Central Bank Independence and the Costs of Disinflation in the EC PDF Author: Carl E. Walsh
Publisher:
ISBN:
Category : Banks and banking, Central
Languages : en
Pages : 48

Book Description


Central Bank Independence and the Costs of Disinflation in the EC

Central Bank Independence and the Costs of Disinflation in the EC PDF Author: Carl E. Walsh
Publisher:
ISBN:
Category : Banks and banking, Central
Languages : en
Pages : 48

Book Description


Central Bank Independence and Disinflationary Credibility

Central Bank Independence and Disinflationary Credibility PDF Author: Adam Simon Posen
Publisher:
ISBN:
Category : Banks and banking, Central
Languages : en
Pages : 60

Book Description
Granting central banks independence from short-term political control is widely assumed to decrease inflation by increasing the credibility of commitments to price stability.
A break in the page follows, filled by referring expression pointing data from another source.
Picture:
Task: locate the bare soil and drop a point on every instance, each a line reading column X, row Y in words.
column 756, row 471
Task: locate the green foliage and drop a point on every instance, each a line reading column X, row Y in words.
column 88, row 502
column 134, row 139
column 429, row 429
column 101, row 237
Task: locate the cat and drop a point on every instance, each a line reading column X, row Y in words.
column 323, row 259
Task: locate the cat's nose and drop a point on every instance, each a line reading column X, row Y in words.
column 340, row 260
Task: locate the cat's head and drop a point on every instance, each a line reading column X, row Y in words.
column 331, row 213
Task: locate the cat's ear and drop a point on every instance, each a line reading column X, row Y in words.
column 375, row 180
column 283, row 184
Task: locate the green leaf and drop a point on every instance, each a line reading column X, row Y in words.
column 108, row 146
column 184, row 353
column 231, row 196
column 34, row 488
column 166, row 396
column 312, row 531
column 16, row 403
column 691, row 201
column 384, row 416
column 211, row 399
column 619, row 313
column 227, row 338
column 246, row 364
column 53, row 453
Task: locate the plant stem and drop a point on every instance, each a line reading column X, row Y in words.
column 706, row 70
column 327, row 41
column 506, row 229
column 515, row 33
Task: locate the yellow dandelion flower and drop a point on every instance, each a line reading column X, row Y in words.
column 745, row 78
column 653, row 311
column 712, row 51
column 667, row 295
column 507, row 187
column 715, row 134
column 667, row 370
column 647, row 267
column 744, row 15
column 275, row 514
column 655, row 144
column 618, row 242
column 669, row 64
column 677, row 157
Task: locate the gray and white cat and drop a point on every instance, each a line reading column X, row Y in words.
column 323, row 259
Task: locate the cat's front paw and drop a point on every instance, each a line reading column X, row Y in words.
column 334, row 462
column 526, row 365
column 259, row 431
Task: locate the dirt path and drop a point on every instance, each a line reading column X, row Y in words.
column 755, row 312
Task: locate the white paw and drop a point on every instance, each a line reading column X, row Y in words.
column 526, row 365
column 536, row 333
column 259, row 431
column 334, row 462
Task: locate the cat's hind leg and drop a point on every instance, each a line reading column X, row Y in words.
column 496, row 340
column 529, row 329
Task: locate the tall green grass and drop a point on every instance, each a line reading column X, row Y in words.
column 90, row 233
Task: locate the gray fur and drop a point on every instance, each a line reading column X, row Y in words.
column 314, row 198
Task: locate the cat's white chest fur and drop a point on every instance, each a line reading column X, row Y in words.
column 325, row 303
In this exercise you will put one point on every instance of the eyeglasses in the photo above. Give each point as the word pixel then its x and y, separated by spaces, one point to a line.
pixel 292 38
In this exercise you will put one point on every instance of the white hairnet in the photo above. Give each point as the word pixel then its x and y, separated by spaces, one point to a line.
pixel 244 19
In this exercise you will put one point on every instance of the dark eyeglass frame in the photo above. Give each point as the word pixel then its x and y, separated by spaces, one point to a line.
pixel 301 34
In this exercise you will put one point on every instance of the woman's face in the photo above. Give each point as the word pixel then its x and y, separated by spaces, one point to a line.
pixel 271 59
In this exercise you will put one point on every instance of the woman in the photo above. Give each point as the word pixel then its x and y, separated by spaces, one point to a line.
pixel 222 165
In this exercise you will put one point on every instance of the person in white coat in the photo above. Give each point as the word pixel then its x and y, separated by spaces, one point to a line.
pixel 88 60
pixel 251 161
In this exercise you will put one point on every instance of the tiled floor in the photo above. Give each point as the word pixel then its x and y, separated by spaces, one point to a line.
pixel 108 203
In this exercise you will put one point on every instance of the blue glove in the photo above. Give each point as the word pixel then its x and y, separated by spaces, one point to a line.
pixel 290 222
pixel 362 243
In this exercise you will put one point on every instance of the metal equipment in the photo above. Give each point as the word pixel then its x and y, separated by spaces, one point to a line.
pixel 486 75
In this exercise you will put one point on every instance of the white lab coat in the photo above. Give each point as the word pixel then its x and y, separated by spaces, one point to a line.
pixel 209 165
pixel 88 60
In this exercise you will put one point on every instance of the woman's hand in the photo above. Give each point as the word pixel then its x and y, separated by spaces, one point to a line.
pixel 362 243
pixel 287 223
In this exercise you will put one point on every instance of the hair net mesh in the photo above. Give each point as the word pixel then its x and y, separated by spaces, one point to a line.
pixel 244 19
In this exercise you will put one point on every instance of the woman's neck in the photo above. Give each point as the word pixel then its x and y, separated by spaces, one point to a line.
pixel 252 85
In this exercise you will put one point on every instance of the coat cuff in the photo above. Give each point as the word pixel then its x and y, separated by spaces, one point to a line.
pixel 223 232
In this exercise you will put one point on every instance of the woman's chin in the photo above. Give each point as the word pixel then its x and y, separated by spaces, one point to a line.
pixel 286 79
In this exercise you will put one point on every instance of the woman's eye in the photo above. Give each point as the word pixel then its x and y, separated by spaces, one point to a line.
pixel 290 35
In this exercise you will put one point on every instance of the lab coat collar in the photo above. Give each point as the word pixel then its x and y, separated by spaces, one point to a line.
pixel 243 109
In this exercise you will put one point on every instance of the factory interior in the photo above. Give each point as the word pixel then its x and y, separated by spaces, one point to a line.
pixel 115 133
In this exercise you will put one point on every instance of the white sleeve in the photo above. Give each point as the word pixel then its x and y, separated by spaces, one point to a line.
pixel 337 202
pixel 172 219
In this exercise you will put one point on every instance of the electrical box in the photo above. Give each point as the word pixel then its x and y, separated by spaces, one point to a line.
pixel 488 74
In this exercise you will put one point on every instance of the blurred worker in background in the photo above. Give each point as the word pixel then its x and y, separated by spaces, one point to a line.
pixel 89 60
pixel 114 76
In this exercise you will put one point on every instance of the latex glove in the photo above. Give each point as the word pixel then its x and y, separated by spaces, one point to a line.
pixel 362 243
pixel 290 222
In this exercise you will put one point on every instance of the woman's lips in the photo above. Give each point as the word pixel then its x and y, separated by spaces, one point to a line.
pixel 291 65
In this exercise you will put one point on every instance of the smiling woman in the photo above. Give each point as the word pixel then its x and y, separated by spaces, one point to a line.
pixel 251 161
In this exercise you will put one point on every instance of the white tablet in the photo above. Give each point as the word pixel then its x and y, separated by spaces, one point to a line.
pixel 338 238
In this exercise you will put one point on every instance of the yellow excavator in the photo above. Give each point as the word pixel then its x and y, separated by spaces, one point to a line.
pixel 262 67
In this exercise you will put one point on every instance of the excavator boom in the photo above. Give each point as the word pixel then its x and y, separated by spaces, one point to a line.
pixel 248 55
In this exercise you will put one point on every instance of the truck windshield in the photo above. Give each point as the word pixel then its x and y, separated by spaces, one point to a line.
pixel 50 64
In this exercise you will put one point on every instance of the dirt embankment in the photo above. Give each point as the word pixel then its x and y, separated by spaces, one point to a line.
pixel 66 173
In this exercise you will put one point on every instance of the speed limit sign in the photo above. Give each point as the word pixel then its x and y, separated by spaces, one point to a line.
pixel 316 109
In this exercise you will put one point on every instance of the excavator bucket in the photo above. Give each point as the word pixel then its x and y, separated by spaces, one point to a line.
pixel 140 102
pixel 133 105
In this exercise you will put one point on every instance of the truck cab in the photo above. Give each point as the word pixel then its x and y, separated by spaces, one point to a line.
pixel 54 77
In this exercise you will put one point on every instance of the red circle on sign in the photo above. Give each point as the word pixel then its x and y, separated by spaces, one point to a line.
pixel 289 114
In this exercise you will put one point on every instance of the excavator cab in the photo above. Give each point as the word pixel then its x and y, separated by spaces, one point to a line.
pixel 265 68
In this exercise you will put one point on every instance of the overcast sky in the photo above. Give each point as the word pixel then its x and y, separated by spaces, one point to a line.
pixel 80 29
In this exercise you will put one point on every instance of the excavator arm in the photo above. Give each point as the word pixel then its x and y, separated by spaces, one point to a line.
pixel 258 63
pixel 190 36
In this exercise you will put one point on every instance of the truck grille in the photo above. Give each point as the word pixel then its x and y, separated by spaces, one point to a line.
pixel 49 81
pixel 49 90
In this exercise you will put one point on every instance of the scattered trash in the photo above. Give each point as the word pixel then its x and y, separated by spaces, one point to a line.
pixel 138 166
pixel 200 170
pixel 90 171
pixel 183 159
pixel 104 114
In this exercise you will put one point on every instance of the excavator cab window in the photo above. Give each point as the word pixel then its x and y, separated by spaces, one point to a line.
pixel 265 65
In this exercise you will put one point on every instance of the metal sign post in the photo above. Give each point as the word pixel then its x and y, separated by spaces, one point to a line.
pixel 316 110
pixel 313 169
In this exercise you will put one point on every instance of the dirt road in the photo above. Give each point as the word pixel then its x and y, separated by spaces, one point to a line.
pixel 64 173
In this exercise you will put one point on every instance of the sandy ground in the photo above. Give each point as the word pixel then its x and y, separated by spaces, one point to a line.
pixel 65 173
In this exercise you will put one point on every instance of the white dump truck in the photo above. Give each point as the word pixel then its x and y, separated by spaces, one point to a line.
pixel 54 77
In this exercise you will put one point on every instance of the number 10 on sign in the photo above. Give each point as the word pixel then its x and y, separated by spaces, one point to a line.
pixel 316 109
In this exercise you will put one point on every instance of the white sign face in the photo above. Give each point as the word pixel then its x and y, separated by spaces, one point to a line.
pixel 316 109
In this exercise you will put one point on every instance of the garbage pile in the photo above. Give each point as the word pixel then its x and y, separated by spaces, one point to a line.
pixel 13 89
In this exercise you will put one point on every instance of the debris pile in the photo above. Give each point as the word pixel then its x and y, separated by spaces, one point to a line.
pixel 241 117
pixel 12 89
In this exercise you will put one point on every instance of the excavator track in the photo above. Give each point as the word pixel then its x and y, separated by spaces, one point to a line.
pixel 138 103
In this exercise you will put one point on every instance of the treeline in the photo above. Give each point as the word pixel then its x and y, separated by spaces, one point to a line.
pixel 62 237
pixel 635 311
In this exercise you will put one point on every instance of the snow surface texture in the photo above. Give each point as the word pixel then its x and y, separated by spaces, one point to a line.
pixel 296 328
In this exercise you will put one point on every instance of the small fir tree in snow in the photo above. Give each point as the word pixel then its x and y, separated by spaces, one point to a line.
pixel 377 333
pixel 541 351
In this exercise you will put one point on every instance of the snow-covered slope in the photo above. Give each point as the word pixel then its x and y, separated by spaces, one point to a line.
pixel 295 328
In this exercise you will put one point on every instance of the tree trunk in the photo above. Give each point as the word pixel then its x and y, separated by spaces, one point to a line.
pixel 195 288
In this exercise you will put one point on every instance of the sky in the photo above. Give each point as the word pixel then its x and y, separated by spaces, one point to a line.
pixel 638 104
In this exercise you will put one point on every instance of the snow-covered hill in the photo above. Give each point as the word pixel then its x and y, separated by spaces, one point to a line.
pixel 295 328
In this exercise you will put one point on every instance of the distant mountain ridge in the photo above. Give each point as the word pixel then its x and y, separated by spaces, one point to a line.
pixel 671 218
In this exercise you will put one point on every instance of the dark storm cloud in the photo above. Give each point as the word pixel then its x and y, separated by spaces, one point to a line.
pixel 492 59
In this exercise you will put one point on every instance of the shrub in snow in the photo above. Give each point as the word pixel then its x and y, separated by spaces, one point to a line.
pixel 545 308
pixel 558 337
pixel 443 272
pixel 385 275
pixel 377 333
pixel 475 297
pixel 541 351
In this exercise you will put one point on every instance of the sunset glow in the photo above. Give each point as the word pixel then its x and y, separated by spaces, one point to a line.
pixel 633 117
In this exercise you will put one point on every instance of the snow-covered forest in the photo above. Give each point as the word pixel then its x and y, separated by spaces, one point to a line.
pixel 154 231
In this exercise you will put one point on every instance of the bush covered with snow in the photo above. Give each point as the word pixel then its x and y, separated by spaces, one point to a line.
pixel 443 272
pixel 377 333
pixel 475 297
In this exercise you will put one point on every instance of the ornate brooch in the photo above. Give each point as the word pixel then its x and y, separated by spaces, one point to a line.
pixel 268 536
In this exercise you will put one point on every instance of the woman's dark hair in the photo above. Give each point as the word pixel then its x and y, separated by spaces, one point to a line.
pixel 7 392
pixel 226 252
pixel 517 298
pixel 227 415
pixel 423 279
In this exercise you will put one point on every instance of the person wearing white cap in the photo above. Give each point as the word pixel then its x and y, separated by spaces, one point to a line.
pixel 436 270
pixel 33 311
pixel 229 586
This paper analyzes public- and private-sector behavior in a sample of seventeen OECD countries for evidence of variations in disinflationary credibility with monetary institutions. The paper does not find evidence that the costs of disinflation are lower in countries with independent central banks, even when differences in contracting behavior are taken into account. It also does not find evidence that central bank independence inhibits government collection of seignorage revenues or manipulation of economic policy for electoral gain. These results raise questions about some explanations of the negative correlation between central bank independence and inflation, as well as the empirical relevance of government time-inconsistancy problems as a source of inflation differences.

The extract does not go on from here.